Another important distinction that I have made to define myself as a person was through a close-knit group of friends. Prior to May 19, 2007, there were 13 very significant figures in my life and at my school. Like most students, they had to move on to college. I would risk anything before letting something happen to them. The Saturday that they graduated, I've never cried more in public. As they rounded me up in the center of a group hug, I felt complete. They affected my future by always being there for me. In turn, I will do the same.
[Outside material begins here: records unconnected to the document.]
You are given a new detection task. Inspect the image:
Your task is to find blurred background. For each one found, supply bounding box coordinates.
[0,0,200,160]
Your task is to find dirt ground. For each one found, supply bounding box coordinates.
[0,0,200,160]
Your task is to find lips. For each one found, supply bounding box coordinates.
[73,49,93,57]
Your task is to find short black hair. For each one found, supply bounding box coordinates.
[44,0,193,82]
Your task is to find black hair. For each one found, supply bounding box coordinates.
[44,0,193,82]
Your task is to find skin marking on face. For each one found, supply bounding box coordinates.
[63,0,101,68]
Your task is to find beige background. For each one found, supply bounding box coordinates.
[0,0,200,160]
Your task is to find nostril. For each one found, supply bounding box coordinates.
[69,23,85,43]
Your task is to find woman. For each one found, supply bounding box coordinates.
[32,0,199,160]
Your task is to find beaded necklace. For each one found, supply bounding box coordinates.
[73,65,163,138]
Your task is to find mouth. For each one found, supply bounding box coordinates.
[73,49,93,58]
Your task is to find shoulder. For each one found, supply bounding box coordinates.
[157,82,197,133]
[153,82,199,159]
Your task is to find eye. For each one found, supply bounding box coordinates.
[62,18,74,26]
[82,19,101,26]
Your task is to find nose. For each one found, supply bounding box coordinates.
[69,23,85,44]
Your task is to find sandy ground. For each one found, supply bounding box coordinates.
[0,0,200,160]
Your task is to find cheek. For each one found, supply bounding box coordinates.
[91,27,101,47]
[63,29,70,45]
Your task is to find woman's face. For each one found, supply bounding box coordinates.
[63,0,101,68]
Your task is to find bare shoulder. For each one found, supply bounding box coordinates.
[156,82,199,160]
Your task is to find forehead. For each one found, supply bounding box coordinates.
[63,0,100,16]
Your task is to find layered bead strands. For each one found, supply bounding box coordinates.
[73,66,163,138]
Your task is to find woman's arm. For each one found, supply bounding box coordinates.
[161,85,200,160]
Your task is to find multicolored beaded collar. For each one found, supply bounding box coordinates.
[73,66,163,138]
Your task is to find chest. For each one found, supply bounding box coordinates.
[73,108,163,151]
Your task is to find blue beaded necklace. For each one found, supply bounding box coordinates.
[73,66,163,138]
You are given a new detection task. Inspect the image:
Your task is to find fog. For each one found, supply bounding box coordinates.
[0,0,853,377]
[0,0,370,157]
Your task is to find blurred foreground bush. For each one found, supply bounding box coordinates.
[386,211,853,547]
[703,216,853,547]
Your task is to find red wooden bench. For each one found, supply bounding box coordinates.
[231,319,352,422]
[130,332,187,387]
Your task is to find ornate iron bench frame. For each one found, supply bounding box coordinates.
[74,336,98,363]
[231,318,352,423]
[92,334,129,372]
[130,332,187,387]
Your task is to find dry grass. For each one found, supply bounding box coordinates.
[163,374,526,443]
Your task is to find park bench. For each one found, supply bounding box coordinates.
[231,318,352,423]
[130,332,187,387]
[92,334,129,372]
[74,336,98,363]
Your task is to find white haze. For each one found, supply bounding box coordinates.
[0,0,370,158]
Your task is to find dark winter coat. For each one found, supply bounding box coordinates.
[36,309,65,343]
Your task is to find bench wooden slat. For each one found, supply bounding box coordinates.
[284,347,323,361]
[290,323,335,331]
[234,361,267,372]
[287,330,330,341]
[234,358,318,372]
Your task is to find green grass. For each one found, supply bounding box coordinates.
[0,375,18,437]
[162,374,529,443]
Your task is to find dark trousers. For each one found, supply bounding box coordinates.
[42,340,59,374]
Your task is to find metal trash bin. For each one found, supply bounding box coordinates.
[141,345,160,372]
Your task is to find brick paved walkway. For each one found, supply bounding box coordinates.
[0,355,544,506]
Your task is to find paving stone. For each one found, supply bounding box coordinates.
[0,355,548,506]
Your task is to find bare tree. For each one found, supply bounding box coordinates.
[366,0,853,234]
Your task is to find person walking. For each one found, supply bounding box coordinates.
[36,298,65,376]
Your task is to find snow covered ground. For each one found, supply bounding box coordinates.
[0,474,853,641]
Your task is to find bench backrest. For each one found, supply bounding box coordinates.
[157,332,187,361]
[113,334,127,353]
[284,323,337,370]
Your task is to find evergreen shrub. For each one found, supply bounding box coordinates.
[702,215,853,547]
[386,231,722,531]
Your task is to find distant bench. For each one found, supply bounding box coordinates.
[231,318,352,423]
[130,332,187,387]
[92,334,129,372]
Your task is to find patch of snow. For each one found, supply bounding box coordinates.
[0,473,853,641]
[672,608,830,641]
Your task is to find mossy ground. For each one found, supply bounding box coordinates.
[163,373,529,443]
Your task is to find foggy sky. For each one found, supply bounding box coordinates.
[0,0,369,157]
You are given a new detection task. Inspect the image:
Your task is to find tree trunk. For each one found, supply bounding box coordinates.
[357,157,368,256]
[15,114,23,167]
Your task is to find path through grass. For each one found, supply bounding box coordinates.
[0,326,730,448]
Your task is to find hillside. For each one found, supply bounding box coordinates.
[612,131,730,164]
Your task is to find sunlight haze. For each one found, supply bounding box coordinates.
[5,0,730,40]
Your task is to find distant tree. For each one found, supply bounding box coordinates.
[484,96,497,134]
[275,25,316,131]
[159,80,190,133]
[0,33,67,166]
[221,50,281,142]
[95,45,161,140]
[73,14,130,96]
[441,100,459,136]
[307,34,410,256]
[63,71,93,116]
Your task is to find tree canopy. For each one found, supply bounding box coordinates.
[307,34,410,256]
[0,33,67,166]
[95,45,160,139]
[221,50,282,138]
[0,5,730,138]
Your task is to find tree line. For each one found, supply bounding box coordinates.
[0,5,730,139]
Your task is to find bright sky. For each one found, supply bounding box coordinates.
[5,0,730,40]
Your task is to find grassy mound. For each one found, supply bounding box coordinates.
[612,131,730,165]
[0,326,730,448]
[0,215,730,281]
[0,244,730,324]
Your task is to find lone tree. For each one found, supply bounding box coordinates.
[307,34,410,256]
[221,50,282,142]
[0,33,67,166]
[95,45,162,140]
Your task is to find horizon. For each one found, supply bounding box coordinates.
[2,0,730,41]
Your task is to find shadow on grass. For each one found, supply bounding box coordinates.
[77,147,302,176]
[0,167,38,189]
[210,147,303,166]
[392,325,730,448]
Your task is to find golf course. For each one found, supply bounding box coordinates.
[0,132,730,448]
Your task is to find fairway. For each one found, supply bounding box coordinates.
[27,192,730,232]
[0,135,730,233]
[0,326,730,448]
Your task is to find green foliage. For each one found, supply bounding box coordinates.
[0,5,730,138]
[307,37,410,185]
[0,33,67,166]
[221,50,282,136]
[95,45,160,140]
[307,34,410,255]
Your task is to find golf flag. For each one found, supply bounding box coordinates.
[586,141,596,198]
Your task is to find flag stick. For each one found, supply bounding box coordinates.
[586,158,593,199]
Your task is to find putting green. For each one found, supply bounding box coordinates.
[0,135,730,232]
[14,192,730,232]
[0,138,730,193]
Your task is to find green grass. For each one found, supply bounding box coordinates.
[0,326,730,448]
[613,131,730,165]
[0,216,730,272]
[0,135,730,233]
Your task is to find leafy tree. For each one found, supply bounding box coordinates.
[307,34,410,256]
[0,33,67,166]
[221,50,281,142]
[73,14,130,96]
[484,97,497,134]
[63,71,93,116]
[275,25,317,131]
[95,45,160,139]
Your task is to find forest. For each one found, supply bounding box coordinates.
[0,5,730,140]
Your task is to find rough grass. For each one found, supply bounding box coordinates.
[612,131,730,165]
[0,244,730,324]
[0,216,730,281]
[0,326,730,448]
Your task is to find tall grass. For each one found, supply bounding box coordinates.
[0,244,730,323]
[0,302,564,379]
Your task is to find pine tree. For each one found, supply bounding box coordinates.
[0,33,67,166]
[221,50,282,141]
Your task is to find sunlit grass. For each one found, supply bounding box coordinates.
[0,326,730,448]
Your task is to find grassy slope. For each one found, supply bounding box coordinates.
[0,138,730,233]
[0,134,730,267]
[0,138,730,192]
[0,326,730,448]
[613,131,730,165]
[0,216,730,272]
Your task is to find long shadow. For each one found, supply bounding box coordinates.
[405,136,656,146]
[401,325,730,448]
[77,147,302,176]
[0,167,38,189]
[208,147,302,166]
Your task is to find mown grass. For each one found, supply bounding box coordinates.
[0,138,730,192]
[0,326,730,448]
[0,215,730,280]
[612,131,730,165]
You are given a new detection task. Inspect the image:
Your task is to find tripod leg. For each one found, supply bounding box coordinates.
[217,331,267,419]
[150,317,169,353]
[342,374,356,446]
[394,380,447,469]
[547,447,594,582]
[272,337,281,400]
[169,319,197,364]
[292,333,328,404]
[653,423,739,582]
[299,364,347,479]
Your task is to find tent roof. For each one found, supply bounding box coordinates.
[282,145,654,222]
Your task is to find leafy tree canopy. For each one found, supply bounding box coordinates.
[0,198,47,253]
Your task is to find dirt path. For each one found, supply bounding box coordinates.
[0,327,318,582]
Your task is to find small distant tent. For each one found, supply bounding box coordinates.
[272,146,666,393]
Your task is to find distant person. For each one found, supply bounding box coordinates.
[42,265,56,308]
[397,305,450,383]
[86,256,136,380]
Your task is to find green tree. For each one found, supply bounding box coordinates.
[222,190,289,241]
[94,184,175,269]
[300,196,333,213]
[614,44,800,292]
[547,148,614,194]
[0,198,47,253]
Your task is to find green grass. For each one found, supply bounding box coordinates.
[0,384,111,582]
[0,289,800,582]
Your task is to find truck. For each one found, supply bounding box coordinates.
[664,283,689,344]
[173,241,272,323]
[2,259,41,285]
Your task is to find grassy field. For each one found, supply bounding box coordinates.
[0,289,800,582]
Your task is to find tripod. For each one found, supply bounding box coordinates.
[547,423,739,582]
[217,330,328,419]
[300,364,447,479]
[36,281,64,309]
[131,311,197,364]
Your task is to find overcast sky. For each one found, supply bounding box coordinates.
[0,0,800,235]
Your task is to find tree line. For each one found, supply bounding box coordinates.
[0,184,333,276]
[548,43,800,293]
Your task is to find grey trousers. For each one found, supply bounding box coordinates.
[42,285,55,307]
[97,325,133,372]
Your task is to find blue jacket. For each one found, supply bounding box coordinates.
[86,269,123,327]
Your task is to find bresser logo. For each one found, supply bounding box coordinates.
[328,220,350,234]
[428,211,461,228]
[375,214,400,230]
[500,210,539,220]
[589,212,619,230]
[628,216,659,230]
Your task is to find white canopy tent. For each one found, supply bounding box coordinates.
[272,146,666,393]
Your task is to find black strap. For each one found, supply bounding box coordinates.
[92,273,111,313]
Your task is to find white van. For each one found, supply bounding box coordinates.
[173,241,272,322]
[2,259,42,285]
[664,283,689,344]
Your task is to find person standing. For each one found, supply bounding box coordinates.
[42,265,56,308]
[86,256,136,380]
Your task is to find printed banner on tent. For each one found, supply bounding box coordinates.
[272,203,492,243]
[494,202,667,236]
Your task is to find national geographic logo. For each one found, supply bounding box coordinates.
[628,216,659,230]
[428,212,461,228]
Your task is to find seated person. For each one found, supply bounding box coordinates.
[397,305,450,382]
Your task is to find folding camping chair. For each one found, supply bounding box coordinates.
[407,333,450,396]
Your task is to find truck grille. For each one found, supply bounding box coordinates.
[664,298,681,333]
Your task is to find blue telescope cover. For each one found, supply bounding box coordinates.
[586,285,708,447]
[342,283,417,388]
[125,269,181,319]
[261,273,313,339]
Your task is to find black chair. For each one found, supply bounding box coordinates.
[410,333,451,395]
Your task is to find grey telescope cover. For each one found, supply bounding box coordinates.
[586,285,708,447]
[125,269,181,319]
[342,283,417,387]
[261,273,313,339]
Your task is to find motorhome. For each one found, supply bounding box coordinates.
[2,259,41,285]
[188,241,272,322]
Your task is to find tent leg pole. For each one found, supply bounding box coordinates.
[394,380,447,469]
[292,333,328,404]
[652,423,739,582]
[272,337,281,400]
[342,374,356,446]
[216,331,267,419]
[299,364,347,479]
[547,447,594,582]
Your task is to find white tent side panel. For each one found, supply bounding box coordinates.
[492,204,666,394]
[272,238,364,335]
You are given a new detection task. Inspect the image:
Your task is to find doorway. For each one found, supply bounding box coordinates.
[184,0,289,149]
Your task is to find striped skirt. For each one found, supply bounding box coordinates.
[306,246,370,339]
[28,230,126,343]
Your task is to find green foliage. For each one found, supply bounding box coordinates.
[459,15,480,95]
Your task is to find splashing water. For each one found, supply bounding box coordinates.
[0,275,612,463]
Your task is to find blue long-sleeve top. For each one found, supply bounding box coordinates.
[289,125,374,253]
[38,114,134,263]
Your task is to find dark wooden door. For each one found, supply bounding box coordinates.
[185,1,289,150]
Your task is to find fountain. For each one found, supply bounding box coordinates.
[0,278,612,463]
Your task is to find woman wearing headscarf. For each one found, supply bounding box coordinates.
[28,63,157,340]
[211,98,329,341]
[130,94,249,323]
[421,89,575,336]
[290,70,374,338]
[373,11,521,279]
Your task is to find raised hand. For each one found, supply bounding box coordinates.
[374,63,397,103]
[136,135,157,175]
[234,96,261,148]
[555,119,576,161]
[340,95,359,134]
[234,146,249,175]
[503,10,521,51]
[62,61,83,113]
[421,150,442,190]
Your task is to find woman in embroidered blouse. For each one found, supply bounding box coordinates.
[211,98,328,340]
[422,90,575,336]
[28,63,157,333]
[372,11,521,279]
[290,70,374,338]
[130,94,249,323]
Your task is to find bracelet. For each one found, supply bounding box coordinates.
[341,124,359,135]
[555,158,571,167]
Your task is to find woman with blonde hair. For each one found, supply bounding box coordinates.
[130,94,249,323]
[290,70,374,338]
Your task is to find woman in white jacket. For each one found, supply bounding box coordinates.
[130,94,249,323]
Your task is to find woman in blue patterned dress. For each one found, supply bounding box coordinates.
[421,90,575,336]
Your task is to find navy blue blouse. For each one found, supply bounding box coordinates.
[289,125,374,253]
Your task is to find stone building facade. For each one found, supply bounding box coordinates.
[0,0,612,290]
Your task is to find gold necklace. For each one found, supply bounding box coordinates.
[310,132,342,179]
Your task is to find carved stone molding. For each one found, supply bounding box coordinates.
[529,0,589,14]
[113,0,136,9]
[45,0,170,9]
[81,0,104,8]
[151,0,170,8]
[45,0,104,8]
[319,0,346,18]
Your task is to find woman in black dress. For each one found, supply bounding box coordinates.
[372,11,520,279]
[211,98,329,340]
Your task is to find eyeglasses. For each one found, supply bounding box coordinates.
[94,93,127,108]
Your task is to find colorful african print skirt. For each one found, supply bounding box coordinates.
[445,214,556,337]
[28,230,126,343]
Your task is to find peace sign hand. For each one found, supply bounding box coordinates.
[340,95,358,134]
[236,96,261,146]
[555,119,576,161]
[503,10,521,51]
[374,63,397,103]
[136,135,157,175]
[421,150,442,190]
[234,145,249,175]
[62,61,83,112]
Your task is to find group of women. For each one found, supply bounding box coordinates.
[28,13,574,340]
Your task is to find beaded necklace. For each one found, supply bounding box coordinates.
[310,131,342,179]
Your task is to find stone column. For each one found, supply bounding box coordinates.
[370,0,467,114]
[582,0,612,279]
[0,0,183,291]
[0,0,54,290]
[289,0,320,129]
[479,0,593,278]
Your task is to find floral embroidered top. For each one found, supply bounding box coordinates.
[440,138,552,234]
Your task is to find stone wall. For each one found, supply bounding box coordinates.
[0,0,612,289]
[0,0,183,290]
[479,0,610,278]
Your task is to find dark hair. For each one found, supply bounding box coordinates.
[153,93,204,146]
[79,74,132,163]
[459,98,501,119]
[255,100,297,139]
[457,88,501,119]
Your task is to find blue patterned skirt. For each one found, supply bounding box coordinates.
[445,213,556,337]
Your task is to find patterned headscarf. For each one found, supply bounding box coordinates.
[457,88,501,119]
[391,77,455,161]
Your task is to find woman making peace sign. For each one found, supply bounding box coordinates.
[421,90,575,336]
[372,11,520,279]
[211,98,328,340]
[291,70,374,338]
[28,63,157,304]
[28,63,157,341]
Finally, it comes down to the one issue I spoke of before: suicide. Not myself, but another was threatened by this crucial act. It was imperative that I keep this from happening, for my sake, but even more so, for hers. Her attempt to kill herself failed. As close as she came after a dozen pills and a sentencing to the hospital's psychiatric clinic, her risk was more costly than any other. That week, I could not speak. I could not breathe. It was the end of the line. She risked more than enough to cease it all, and I risked everything to keep her by me.

Life stops. It's nothing to be afraid of. Today, tomorrow, at some point, it will happen. The future will hold more risks and even more choices, but they shouldn't weigh a person down. Barenaked Ladies says in one of their albums, "If I hide myself wherever I go, am I ever really there?" What would my past amount to if I hadn't played tennis or been at the graduation for the class of 2007 or reached out to my suicidal best friend? In the end, it would mean very little. I suggest ignoring the risks of death and despair, because a person has to live. Our choices today shape our future of those of others.